Could Woman-Only ‘L’ Cars Prevent Sexual Harassment on the CTA?
[The Chicago Reader recently launched a new weekly transportation column written by Streetsblog Chicago editor John Greenfield. This partnership allows Streetsblog to extend the reach of our livable streets advocacy. We syndicate a portion of the column on the day it comes out online; you can read the remainder on the Reader’s website or in print. The paper hits the streets on Thursdays.]
Last month in the wake of hundreds of reported sexual assaults on New Year’s Eve in Cologne, a German commuter train line announced it would offer railcars reserved for women and children. Crowded transit systems in Japan, Indonesia, India, Egypt, Mexico, and Brazil already feature women-only rail cars in order to prevent harassment and assaults.
In response to that news, last week NPR commentator Rhitu Chatterjee wrote glowingly of the ladies’ cars in her hometown of Delhi.
“It would be wonderful if men learned to accept women’s presence in public spaces without feeling the need to harass them,” Chatterjee wrote. “But until they do, the women’s car is one good way for us to assert our right to public spaces.”
Her op-ed got me thinking about whether female-only cars might be a strategy to combat sexual intimidation and violence on the CTA.
In 2015 there were eight reported sexual assaults on the CTA—a category that includes everything from groping to rape—according to spokesman Jeff Tolman. He characterized that as “extremely few instances,” considering that 516 million rides were taken last year.
While lesser offenses often aren’t reported to the CTA or police, stories female friends and colleagues shared with me by for this article suggest that inappropriate behavior is all too common on the system.
Jane, a 43-year-old urban planner (who like many women I spoke to asked that we not use her real name), reported that men have catcalled and exposed themselves to her on the el on multiple occasions. Alice, a 53-year-old legal assistant, told me she’s tall and assertive enough to intimidate would-be offenders, but has petite friends who’ve endured so much harassment that they only ride the train alone at rush hour, or not at all.
One of them is Blanca Robledo-Atwood, a Colombian-born graphic designer who’s four-feet-11. One evening she was riding the Red Line when a tall, beefy guy sat down next to her and whispered in her ear, “You are so beautiful—I want to be your friend.”
After trying in vain to ignore his advances, she spoke loudly to him in Spanish, which he didn’t seem to understand. “He got embarrassed and tried to hide,” she recalls. Still, she feared the man would follow her off the train. After that she stopped riding the el by herself at night.
The man who tried to hit on 34-year-old nonprofit worker Ellen on the Blue Line’s Jackson platform at 2 AM was less polite. After she made it clear she wasn’t interested, he snarled, “Well I’m a nice guy, but I hope your boyfriend continues to beat and rape you.”

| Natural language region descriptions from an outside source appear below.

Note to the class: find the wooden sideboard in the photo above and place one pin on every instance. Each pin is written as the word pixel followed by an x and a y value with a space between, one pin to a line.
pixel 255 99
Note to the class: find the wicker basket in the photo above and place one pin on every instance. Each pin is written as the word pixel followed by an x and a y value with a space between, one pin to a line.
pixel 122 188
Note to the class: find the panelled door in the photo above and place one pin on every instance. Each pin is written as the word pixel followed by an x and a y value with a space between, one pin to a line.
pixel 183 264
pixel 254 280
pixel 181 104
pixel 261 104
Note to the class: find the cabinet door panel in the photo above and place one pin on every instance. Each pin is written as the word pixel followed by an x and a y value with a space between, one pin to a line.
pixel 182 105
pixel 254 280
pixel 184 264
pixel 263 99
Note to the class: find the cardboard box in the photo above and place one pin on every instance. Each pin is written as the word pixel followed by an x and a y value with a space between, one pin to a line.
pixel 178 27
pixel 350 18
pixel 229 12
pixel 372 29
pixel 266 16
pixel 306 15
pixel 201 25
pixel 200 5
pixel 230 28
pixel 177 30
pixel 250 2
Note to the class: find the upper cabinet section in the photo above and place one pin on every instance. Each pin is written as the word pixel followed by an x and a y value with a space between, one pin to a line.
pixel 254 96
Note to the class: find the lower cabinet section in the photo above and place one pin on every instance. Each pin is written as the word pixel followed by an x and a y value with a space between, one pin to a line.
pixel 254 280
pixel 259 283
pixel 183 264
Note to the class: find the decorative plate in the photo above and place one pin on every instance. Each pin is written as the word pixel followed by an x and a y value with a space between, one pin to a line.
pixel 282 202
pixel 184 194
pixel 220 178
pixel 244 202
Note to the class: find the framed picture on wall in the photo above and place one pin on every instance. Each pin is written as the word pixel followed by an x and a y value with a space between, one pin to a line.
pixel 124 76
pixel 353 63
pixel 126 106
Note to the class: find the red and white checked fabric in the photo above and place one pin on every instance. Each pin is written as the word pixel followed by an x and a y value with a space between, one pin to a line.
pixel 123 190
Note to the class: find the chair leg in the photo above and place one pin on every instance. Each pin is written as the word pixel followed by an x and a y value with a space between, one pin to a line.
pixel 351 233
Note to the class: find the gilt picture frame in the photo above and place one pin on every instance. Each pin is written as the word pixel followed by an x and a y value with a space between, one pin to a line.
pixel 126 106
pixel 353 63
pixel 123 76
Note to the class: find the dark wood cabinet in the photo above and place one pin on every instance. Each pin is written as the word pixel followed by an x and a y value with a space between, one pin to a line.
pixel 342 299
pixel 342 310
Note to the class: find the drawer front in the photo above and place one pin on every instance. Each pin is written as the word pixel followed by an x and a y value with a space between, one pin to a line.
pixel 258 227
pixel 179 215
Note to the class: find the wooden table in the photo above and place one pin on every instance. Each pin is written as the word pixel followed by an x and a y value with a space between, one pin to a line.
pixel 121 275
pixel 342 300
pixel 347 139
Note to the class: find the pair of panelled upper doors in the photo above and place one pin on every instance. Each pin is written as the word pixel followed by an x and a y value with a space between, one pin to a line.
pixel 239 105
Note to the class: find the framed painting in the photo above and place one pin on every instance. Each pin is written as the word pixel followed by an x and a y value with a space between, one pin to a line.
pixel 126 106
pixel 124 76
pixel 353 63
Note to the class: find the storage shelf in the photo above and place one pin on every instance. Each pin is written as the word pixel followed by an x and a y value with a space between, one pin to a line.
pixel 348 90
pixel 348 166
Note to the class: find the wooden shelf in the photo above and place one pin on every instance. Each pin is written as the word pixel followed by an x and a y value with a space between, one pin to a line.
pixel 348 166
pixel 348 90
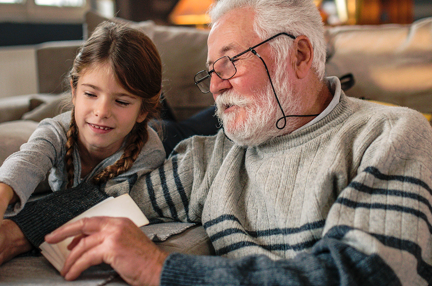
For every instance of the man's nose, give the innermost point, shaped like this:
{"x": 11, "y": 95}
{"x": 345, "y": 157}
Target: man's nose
{"x": 218, "y": 85}
{"x": 102, "y": 108}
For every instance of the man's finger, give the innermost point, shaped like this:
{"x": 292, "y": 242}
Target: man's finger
{"x": 83, "y": 226}
{"x": 83, "y": 246}
{"x": 92, "y": 256}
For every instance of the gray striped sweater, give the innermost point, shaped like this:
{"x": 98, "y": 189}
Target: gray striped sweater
{"x": 346, "y": 201}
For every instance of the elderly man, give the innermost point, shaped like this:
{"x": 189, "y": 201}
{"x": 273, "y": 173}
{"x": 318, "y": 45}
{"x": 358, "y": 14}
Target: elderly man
{"x": 302, "y": 186}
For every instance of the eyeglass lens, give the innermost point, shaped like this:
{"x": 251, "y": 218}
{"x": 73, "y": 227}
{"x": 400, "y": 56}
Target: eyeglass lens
{"x": 223, "y": 67}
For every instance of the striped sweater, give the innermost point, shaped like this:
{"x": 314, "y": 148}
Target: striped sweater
{"x": 346, "y": 201}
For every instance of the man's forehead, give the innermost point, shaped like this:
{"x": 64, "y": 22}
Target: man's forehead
{"x": 230, "y": 34}
{"x": 222, "y": 51}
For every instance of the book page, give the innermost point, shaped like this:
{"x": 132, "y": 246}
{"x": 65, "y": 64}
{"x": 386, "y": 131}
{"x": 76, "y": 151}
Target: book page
{"x": 121, "y": 206}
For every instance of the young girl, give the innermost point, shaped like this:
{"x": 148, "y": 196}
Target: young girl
{"x": 116, "y": 84}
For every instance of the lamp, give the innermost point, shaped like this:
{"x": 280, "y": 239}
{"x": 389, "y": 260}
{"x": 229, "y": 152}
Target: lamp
{"x": 191, "y": 12}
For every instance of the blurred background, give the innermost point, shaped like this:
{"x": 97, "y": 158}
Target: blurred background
{"x": 26, "y": 23}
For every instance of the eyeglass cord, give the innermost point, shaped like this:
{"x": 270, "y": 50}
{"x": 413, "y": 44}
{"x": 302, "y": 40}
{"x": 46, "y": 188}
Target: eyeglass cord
{"x": 284, "y": 117}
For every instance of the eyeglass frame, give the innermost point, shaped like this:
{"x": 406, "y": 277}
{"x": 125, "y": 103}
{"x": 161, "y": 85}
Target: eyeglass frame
{"x": 234, "y": 59}
{"x": 252, "y": 50}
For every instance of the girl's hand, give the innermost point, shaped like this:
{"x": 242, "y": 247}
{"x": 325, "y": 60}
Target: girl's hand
{"x": 12, "y": 241}
{"x": 7, "y": 196}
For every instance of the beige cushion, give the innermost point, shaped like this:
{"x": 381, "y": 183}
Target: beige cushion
{"x": 93, "y": 19}
{"x": 13, "y": 108}
{"x": 13, "y": 134}
{"x": 390, "y": 63}
{"x": 54, "y": 61}
{"x": 49, "y": 106}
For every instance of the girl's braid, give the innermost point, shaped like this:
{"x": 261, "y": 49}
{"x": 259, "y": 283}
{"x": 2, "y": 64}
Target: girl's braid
{"x": 135, "y": 142}
{"x": 72, "y": 136}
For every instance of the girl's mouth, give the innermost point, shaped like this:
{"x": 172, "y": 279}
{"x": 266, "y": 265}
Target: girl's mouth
{"x": 100, "y": 127}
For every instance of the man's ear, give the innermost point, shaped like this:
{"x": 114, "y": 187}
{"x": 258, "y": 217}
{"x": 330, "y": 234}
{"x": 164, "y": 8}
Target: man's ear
{"x": 302, "y": 56}
{"x": 73, "y": 91}
{"x": 141, "y": 117}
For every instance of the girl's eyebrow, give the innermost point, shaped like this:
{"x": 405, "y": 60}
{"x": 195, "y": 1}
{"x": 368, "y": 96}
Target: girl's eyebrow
{"x": 122, "y": 94}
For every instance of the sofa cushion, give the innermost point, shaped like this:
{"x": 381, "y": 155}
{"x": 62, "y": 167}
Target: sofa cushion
{"x": 390, "y": 63}
{"x": 13, "y": 134}
{"x": 13, "y": 108}
{"x": 54, "y": 60}
{"x": 48, "y": 107}
{"x": 93, "y": 19}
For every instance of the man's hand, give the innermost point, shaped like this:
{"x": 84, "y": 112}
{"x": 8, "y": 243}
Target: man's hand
{"x": 12, "y": 241}
{"x": 114, "y": 241}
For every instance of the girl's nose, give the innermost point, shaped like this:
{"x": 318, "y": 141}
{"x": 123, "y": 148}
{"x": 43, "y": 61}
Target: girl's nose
{"x": 102, "y": 108}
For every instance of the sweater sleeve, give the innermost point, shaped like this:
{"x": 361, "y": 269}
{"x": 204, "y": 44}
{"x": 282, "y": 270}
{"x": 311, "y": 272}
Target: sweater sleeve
{"x": 377, "y": 232}
{"x": 25, "y": 169}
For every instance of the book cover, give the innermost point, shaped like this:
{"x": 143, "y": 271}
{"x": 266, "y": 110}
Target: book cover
{"x": 121, "y": 206}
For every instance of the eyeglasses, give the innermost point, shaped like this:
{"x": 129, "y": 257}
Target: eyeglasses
{"x": 225, "y": 68}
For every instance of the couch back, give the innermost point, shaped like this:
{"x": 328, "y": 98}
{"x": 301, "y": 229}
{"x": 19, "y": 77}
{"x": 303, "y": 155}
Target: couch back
{"x": 390, "y": 63}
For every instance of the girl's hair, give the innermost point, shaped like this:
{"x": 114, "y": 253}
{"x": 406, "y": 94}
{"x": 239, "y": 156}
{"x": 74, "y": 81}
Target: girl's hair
{"x": 297, "y": 17}
{"x": 137, "y": 67}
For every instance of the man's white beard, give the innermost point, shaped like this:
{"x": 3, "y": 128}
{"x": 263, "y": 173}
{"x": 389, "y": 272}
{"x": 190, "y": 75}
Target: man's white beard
{"x": 262, "y": 113}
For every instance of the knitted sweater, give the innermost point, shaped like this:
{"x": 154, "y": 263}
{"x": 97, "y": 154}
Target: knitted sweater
{"x": 45, "y": 151}
{"x": 346, "y": 201}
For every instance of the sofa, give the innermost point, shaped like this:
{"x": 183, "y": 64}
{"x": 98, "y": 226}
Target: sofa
{"x": 390, "y": 64}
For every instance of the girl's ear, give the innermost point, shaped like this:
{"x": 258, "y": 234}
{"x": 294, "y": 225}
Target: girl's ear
{"x": 73, "y": 91}
{"x": 141, "y": 117}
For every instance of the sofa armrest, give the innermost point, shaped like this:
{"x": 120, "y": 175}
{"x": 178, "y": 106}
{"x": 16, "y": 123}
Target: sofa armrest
{"x": 53, "y": 62}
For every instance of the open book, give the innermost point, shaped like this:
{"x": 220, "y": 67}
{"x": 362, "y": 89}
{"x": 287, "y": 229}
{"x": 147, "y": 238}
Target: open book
{"x": 121, "y": 206}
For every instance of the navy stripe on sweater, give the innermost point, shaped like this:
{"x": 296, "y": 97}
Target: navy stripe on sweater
{"x": 377, "y": 174}
{"x": 152, "y": 196}
{"x": 270, "y": 247}
{"x": 423, "y": 268}
{"x": 352, "y": 204}
{"x": 180, "y": 188}
{"x": 261, "y": 233}
{"x": 167, "y": 194}
{"x": 375, "y": 191}
{"x": 269, "y": 232}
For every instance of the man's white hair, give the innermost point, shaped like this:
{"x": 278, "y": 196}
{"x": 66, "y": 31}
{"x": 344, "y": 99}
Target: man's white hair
{"x": 296, "y": 17}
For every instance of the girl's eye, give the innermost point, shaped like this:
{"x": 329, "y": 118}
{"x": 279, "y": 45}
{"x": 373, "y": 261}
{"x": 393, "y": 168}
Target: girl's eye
{"x": 88, "y": 94}
{"x": 123, "y": 103}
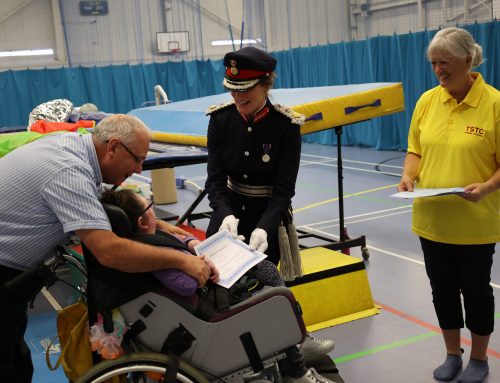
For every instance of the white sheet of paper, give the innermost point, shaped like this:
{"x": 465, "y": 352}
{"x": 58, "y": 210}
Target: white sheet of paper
{"x": 418, "y": 193}
{"x": 232, "y": 258}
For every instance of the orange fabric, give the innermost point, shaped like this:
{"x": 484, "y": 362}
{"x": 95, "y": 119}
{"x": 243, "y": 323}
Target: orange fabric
{"x": 42, "y": 126}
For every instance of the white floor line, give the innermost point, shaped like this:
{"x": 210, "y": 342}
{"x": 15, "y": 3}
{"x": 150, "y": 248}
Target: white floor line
{"x": 353, "y": 161}
{"x": 347, "y": 221}
{"x": 352, "y": 168}
{"x": 362, "y": 215}
{"x": 392, "y": 254}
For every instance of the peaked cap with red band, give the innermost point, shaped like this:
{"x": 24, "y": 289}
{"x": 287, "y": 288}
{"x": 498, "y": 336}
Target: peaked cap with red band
{"x": 244, "y": 68}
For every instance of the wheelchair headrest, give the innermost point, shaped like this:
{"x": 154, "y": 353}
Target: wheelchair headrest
{"x": 120, "y": 224}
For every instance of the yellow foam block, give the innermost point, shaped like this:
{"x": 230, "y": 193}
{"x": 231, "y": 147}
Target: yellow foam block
{"x": 351, "y": 108}
{"x": 333, "y": 290}
{"x": 181, "y": 139}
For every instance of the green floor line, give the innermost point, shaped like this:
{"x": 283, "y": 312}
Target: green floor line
{"x": 399, "y": 343}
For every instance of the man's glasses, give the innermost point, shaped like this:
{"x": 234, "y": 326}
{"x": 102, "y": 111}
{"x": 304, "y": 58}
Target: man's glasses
{"x": 150, "y": 205}
{"x": 136, "y": 158}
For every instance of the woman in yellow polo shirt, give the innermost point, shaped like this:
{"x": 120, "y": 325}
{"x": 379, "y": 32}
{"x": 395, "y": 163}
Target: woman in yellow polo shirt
{"x": 454, "y": 140}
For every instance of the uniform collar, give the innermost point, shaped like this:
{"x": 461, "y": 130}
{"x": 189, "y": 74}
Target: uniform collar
{"x": 261, "y": 113}
{"x": 92, "y": 155}
{"x": 474, "y": 95}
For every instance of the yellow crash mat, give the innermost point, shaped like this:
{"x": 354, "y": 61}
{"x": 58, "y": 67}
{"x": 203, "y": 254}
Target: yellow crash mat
{"x": 324, "y": 107}
{"x": 333, "y": 290}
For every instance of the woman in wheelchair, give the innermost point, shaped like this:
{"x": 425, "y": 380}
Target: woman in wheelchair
{"x": 143, "y": 222}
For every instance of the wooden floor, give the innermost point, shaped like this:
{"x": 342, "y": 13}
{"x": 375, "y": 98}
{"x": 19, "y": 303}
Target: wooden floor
{"x": 402, "y": 343}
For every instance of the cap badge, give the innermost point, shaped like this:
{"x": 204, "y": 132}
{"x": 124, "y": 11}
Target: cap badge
{"x": 234, "y": 70}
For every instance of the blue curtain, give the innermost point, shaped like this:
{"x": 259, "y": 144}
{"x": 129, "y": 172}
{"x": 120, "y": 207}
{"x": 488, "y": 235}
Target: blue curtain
{"x": 120, "y": 88}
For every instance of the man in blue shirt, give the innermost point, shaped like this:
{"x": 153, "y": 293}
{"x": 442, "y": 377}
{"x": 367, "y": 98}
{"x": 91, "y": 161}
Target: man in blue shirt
{"x": 50, "y": 189}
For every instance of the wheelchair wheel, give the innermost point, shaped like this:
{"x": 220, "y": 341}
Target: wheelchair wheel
{"x": 139, "y": 368}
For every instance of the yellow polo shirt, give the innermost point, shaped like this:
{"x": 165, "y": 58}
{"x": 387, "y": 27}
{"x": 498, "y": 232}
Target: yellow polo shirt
{"x": 458, "y": 144}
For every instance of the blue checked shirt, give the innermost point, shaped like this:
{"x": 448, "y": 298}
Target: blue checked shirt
{"x": 48, "y": 189}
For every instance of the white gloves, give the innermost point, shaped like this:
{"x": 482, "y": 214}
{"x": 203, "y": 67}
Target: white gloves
{"x": 230, "y": 223}
{"x": 258, "y": 240}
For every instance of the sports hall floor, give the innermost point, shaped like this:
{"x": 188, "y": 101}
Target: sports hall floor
{"x": 402, "y": 343}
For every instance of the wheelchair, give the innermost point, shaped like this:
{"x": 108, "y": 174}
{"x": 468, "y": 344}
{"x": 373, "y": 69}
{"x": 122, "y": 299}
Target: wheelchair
{"x": 169, "y": 339}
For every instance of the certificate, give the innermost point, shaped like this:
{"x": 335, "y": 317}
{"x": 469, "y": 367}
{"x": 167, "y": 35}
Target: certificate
{"x": 418, "y": 193}
{"x": 232, "y": 257}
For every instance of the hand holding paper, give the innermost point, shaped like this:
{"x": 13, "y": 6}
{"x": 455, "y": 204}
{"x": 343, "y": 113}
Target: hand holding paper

Ellen held her ground in the ensuing shouting match, but she now thinks that was unwise. “I could have gotten stabbed that night-who knows,” she says. After that she largely switched to commuting by bicycle. “I get high anxiety sometimes when I enter CTA trains, no matter how much I think I’m a strong and badass woman, and it pisses me off to feel that way.”
Brittany, 28, survived a sexual assault that occurred while she was riding the Blue Line out to Oak Park on a Tuesday afternoon in May 2014. As the train crawled through a slow zone west of the Kedzie-Homan station, a large man approached her in the otherwise empty car.
The assailant held her down and attempted to rape her. She was able to snap his photo as he fled. (A few months later police apprehended the man, who’d been attacking other women for years, she says. He’s now doing jail time.)
Brittany rides the el less often nowadays, and when she does she tries to sit in the front car, with the driver. “I still have major issues taking trains,” she says.